En raison de ces tensions extrêmes, le parlement a été de nouveau déclaré en congé estival, alors que celui-ci avait touché à sa fin, il y a quelques jours.
Les dirigeants du régime ont explicitement exprimé leur crainte de voir le principe du Guide suprême secoué dans ses fondements, « l’image de Khomeiny » gravement terni et l’émergence d’un climat favorable pour les Moudjahidine du peuple victimes d’un crime abominable. En tentant de justifier ce massacre, les responsables et chefs des différents organes du régime disent tous la même chose : «si Khomeiny n’avait pas procédé à cette tuerie d’une telle ampleur, les Moudjahidine du peuple auraient pris le pouvoir après sa mort ».

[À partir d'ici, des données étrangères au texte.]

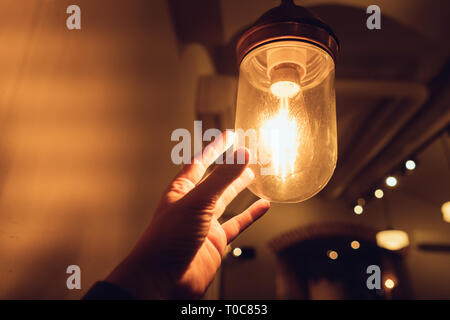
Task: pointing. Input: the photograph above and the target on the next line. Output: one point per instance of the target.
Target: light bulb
(379, 193)
(286, 117)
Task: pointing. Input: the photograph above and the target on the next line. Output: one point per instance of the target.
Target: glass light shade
(392, 239)
(286, 117)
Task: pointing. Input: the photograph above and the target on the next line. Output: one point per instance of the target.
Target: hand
(181, 250)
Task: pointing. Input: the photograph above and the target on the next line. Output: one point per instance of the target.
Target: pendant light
(285, 110)
(391, 239)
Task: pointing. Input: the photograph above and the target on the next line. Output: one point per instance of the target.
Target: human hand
(181, 250)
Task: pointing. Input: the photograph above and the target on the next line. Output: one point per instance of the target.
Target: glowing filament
(280, 138)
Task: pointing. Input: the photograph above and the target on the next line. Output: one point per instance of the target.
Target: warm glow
(379, 193)
(389, 283)
(391, 181)
(279, 134)
(237, 252)
(410, 165)
(446, 211)
(358, 209)
(284, 89)
(392, 239)
(285, 116)
(332, 255)
(355, 244)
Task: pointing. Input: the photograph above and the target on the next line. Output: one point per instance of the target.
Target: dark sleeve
(103, 290)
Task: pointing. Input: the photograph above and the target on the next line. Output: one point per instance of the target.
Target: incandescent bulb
(286, 116)
(284, 89)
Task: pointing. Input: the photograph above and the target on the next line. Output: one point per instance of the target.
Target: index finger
(200, 163)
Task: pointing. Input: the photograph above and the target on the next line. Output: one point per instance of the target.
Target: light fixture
(237, 252)
(355, 245)
(392, 239)
(361, 201)
(379, 193)
(410, 165)
(391, 181)
(446, 211)
(285, 110)
(333, 255)
(358, 209)
(389, 283)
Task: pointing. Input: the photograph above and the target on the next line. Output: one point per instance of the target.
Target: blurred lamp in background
(392, 239)
(285, 109)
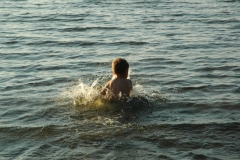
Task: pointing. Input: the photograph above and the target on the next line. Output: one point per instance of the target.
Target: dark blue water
(184, 60)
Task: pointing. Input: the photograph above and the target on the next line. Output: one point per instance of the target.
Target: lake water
(184, 61)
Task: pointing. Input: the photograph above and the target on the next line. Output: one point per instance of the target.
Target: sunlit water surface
(184, 61)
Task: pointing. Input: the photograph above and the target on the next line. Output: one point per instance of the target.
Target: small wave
(79, 29)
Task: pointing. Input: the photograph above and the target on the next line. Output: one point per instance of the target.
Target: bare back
(119, 85)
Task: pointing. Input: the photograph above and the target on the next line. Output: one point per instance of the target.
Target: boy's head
(120, 66)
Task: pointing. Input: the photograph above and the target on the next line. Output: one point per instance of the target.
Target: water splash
(88, 95)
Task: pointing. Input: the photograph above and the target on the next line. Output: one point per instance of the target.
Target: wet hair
(120, 66)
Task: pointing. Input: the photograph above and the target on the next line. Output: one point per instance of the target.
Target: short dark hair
(120, 66)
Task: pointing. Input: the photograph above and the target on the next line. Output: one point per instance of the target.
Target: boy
(119, 85)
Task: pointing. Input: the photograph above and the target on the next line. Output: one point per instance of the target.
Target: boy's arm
(105, 88)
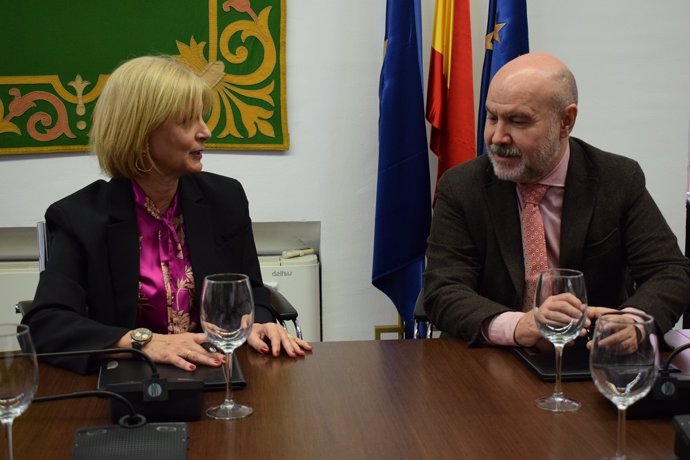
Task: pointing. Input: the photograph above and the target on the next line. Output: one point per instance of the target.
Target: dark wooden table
(409, 399)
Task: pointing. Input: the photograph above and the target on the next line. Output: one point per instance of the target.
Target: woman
(128, 256)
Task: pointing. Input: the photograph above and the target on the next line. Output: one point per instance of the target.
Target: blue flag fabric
(403, 191)
(506, 38)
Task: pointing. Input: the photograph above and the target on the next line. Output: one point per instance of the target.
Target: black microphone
(158, 399)
(131, 438)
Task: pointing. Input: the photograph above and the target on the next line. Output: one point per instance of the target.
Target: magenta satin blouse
(166, 282)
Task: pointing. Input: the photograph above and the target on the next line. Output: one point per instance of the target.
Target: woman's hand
(278, 338)
(181, 350)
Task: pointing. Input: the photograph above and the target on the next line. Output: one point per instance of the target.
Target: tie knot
(532, 193)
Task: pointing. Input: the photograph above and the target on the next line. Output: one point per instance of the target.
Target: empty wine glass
(622, 362)
(227, 316)
(18, 375)
(560, 322)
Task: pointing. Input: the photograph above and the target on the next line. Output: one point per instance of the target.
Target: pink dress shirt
(499, 330)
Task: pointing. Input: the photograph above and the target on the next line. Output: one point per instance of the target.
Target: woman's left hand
(278, 338)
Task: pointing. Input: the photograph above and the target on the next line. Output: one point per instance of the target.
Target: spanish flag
(450, 92)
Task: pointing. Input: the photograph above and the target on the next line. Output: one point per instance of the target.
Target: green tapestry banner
(56, 56)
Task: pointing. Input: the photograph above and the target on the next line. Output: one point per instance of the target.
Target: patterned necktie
(533, 239)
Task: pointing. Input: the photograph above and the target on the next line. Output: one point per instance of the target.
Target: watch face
(142, 335)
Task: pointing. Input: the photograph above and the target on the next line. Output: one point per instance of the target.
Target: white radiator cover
(18, 281)
(298, 279)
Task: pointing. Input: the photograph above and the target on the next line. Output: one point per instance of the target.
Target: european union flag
(506, 38)
(403, 191)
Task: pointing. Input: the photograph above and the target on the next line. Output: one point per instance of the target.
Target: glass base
(557, 404)
(229, 410)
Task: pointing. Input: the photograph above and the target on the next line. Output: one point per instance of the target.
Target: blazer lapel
(502, 204)
(123, 250)
(199, 230)
(578, 206)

Toutefois, compte tenu de la nature totalement anti-islamique du décret de Khomeiny, on ne trouve aucun décret semblable prononcé par une seule autorité chiite ou sunnite depuis 1400 ans et la naissance de l’Islam. C’est pourquoi presque tous les hauts membres du clergé liés au régime refusent de le défendre. Certains d’entre eux l’ont même mis en question soulignant sa contradiction avec l’Islam dans la logique même du pouvoir en place.
Appel à l’ONU
Nous sommes face à un crime contre l’humanité et un génocide sans précédent par ses particularités spécifiques dirigés contre des prisonniers politiques. Mais plus important encore, est le fait que le régime actuellement au pouvoir en Iran est toujours dirigé par les responsables de ce même crime.

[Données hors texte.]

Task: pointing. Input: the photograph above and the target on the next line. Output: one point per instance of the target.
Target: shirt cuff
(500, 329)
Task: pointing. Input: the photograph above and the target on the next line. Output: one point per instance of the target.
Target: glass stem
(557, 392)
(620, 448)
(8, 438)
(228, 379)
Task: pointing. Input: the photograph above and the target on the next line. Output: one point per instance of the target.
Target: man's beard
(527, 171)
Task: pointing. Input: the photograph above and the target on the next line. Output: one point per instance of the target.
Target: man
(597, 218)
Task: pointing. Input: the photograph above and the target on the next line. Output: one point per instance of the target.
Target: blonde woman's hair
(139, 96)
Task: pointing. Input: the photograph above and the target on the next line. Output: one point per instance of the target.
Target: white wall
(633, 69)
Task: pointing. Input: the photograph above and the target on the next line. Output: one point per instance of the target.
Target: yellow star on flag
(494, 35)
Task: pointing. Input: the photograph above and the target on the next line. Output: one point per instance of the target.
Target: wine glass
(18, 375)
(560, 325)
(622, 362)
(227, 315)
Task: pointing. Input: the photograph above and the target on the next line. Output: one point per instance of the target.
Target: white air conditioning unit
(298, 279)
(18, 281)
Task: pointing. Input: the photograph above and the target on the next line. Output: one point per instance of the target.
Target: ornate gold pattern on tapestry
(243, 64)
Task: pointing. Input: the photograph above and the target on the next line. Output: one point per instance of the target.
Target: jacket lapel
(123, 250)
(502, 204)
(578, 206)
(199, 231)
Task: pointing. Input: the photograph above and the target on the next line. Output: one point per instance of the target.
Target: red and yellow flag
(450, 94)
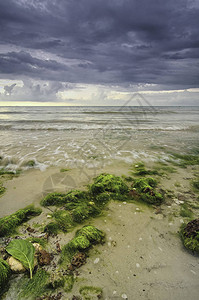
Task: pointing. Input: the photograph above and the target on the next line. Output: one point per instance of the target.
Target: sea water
(94, 136)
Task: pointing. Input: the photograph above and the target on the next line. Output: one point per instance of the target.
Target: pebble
(96, 260)
(124, 296)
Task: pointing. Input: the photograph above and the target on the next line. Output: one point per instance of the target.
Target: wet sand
(143, 257)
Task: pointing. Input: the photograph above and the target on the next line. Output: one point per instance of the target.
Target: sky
(99, 52)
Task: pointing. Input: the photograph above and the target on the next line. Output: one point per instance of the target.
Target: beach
(143, 256)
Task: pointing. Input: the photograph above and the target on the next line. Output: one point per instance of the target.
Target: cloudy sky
(99, 52)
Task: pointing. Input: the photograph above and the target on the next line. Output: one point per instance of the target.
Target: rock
(44, 258)
(38, 247)
(15, 265)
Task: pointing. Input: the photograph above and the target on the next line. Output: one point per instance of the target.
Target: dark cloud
(103, 41)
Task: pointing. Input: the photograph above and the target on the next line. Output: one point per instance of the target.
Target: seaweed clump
(5, 273)
(76, 208)
(2, 190)
(108, 186)
(190, 235)
(144, 189)
(9, 223)
(83, 240)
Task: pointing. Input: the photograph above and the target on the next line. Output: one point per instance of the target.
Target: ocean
(68, 137)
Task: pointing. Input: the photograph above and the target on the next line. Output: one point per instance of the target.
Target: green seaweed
(88, 292)
(5, 273)
(84, 239)
(9, 223)
(69, 282)
(64, 170)
(35, 287)
(190, 236)
(59, 199)
(63, 219)
(41, 241)
(53, 199)
(195, 184)
(2, 190)
(52, 228)
(144, 190)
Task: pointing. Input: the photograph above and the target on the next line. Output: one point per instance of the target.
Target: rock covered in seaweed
(9, 223)
(144, 189)
(83, 240)
(190, 235)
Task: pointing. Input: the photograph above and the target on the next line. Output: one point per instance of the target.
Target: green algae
(41, 241)
(189, 234)
(63, 219)
(83, 240)
(53, 199)
(9, 223)
(64, 170)
(60, 199)
(5, 273)
(35, 287)
(2, 190)
(195, 184)
(88, 292)
(108, 183)
(52, 228)
(144, 190)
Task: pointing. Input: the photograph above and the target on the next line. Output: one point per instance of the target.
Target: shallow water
(94, 136)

L’Organisation des Nations Unies, selon ses propres responsabilités et attributs, doit constituer une mission d’enquête pour jeter la lumière sur ce massacre et faire le nécessaire pour faire traduire les responsables de ce crime monstrueux devant la justice.
Il faut mettre fin à cette impunité. L’inaction face à ce crime contre l’humanité a eu pour résultat non seulement la poursuite des exécutions en Iran, mais a également encouragé le régime à étendre ces crimes à d’autres pays de la région comme la Syrie, l’Irak ou encore d’autres.
2700 exécutions ont été officiellement annoncées depuis l’arrivée de Rohani aux affaires. Il y a quelques semaines, 25 personnes de confession sunnites, originaires du Kurdistan, ont été exécutées en une seule journée et trois jours plus tard 3 prisonniers politiques ont connu le même sort à Ahvaz.
Le peuple et la Résistance iranienne demandent une enquête approfondie sur le massacre de 1988 et appellent tous les pays à conditionner toute relation économique avec le régime de Téhéran à l’arrêt des exécutions.
Nous appelons également tous les pays du monde, surtout les pays occidentaux et musulmans à condamner ce crime inhumain et anti-islamique. Garder le silence face à ce crime reviendrait à ignorer les valeurs reconnues de la démocratie et des droits de l’homme et serait aussi contraire aux enseignements de l’Islam.
Par le massacre de 1988, Khomeiny avait l’intention de couper par la terreur les liens profonds entre l’OMPI et le peuple iranien, les isoler et ensuite les détruire. Mais le rebondissement de ce crime aujourd’hui est devenu un coup dur pour le régime. Le mouvement pour obtenir justice pour les victimes du massacre de 1988, annoncé par la Résistance iranienne, a reçu un large soutien auprès du peuple iranien, cette campagne fait partie intégrante du combat pour le renversement du régime.
Au cours des dernières semaines, nous avons dû faire face à une avalanche sans précédent d’informations concernant les coordonnées des martyrs de ce massacre et les lieux des fosses communes, qui nous ont été communiquées par les familles de victimes, un nombre de personnes qui ont fait défection et même par des éléments à l’intérieur du régime. La Résistance iranienne publiera ces informations progressivement.
Nous appelons toutes les organisations et instances de défense des droits de l’homme, tout le clergé et les autorités musulmanes, chiites ou sunnites, à appuyer le peuple iranien dans la réalisation de cette revendication légitime.